Several laboratories have used the "subtraction-differential" screening method to identify cDNA molecules derived from RNA species that are preferentially present in senescent cells (Kleinsek, D. A., Age 12:55-60 (1989); Giordano, T. et al., Exper. Cell. Res. 185:399-406 (1989); Sierra, F. et al., Molec. Cell. Biol. 9:5610-5616 (1989); Pereira-Smith, O. M. et al., J Cell. Biochem. (Suppl 0 (12 part A)) 193 (1988); Kleinsek, D. A., Smith, J. R., Age 10:125 (1987)).

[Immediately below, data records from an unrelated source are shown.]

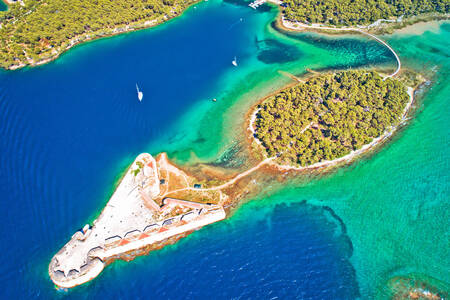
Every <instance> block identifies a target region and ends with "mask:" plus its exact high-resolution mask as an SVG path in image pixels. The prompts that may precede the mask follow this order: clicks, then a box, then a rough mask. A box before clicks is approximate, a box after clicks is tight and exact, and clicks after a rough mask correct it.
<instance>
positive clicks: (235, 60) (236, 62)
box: [231, 56, 237, 67]
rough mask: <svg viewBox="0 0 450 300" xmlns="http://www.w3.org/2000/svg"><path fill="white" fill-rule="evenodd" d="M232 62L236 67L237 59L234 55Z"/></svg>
mask: <svg viewBox="0 0 450 300" xmlns="http://www.w3.org/2000/svg"><path fill="white" fill-rule="evenodd" d="M231 63H232V64H233V66H235V67H237V60H236V56H235V57H234V59H233V61H232V62H231Z"/></svg>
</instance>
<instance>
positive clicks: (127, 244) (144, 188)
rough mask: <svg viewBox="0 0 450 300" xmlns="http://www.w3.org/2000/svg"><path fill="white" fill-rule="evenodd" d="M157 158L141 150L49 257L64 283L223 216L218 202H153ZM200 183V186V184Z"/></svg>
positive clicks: (91, 274) (210, 222)
mask: <svg viewBox="0 0 450 300" xmlns="http://www.w3.org/2000/svg"><path fill="white" fill-rule="evenodd" d="M158 174H159V170H158V165H157V163H156V160H155V159H154V158H153V157H152V156H151V155H150V154H141V155H139V156H138V157H137V159H136V160H135V162H134V163H133V164H132V166H131V167H130V169H129V170H128V172H127V173H126V175H125V176H124V178H123V179H122V181H121V183H120V184H119V186H118V187H117V189H116V191H115V192H114V194H113V195H112V197H111V199H110V200H109V201H108V203H107V205H106V207H105V208H104V209H103V211H102V212H101V214H100V216H99V217H98V218H97V219H96V220H95V221H94V222H93V225H92V226H90V225H85V226H84V227H83V229H82V230H80V231H77V232H76V233H75V234H74V235H73V236H72V238H71V239H70V241H69V242H68V243H67V244H66V245H64V247H62V249H61V250H60V251H58V253H56V255H55V256H54V257H53V258H52V260H51V262H50V265H49V274H50V277H51V279H52V280H53V282H54V283H55V284H56V285H57V286H59V287H63V288H70V287H74V286H76V285H79V284H83V283H85V282H87V281H89V280H91V279H93V278H95V277H96V276H97V275H98V274H99V273H100V272H101V271H102V270H103V268H104V267H105V265H106V263H107V262H108V260H109V259H111V258H120V257H121V255H125V256H124V257H126V255H127V253H130V251H136V250H139V249H142V248H145V247H148V246H151V245H152V244H154V243H160V242H163V241H167V239H168V238H170V237H174V236H177V235H180V234H183V233H185V232H191V231H192V230H195V229H197V228H200V227H202V226H205V225H207V224H211V223H214V222H217V221H219V220H222V219H224V218H225V216H226V215H225V211H224V209H223V207H222V206H220V205H215V204H204V203H198V202H193V201H186V200H182V199H175V198H165V199H163V200H162V205H161V206H160V205H158V204H157V202H156V201H155V198H156V197H158V196H160V192H161V191H160V188H159V187H160V182H161V181H160V179H159V175H158ZM200 187H201V186H200Z"/></svg>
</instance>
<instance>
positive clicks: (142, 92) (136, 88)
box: [136, 83, 144, 101]
mask: <svg viewBox="0 0 450 300" xmlns="http://www.w3.org/2000/svg"><path fill="white" fill-rule="evenodd" d="M136 90H137V92H138V99H139V101H142V98H144V93H143V92H141V91H140V90H139V87H138V86H137V83H136Z"/></svg>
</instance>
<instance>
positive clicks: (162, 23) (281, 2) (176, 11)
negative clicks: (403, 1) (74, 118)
mask: <svg viewBox="0 0 450 300" xmlns="http://www.w3.org/2000/svg"><path fill="white" fill-rule="evenodd" d="M201 1H202V0H192V1H189V2H188V3H187V4H183V5H181V6H175V7H174V8H173V9H171V10H170V12H168V13H167V14H165V15H162V16H158V17H154V16H150V17H147V18H145V19H144V20H138V21H134V22H129V23H126V24H125V25H123V24H121V25H118V26H114V27H112V28H109V27H105V28H101V29H99V30H96V31H92V32H87V33H82V34H77V35H75V36H74V37H72V38H70V39H67V40H66V41H64V42H63V43H62V44H61V45H59V46H57V47H53V46H51V47H50V48H49V46H48V45H47V46H46V47H45V50H44V51H42V52H41V53H40V54H38V55H37V56H36V55H31V54H27V53H26V51H25V50H24V54H25V58H17V57H16V58H14V63H12V64H9V65H8V64H6V65H5V64H4V63H2V62H1V61H0V65H1V66H2V67H3V68H5V69H8V70H16V69H20V68H23V67H26V66H30V67H34V66H39V65H43V64H46V63H48V62H51V61H53V60H55V59H57V58H58V57H59V56H60V55H61V54H62V53H64V52H66V51H68V50H69V49H71V48H72V47H74V46H76V45H79V44H81V43H85V42H89V41H93V40H96V39H99V38H104V37H110V36H115V35H119V34H123V33H128V32H132V31H136V30H141V29H146V28H150V27H155V26H157V25H161V24H163V23H165V22H167V21H169V20H171V19H173V18H175V17H177V16H180V15H182V14H183V13H184V11H185V10H186V9H188V8H189V7H191V6H193V5H195V4H197V3H199V2H201ZM4 2H5V3H6V5H7V6H8V5H22V4H21V2H20V1H12V0H4ZM267 2H269V3H271V4H272V5H275V6H277V7H278V8H279V10H280V13H279V17H278V18H277V21H276V23H277V25H278V27H279V28H281V29H283V30H287V31H289V30H292V31H302V30H313V31H326V32H339V31H353V32H359V33H361V34H366V35H368V36H371V37H372V38H375V39H377V38H376V37H375V36H374V35H372V34H383V33H389V34H391V33H393V32H394V31H395V30H398V29H401V28H404V27H406V26H408V25H412V24H415V23H419V22H428V21H434V20H448V19H449V18H450V15H449V14H448V13H437V12H434V13H422V14H419V15H417V16H410V17H406V18H401V19H400V20H398V19H396V20H391V19H389V20H384V19H380V20H377V21H376V22H374V23H372V24H370V25H358V26H355V27H348V26H347V27H346V26H340V27H338V26H329V25H324V24H320V23H317V24H305V23H301V22H293V21H290V20H288V19H286V17H285V13H284V11H283V9H284V8H283V7H282V2H280V1H278V0H267ZM30 12H31V10H30ZM0 29H2V27H1V26H0ZM47 43H48V41H45V40H43V41H42V44H47ZM8 48H9V46H8Z"/></svg>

In one method, termed "subtraction-differential" screening, a pool of cDNA molecules is created from senescent cells, and then hybridized to cDNA or RNA of growing cells in order to "subtract out" those cDNA molecules that are complementary to nucleic acid molecules present in growing cells. Although useful, for certain purposes, the "subtraction-differential" method suffers from the fact that it is not possible to determine whether a senescence-associated cDNA molecule is associated with the cause of senescence, or is produced as a result of senescence. Indeed, many of the sequences identified in this manner have been found to encode proteins of the extra-cellular matrix. Changes in the expression of such proteins would be unlikely to cause senescence.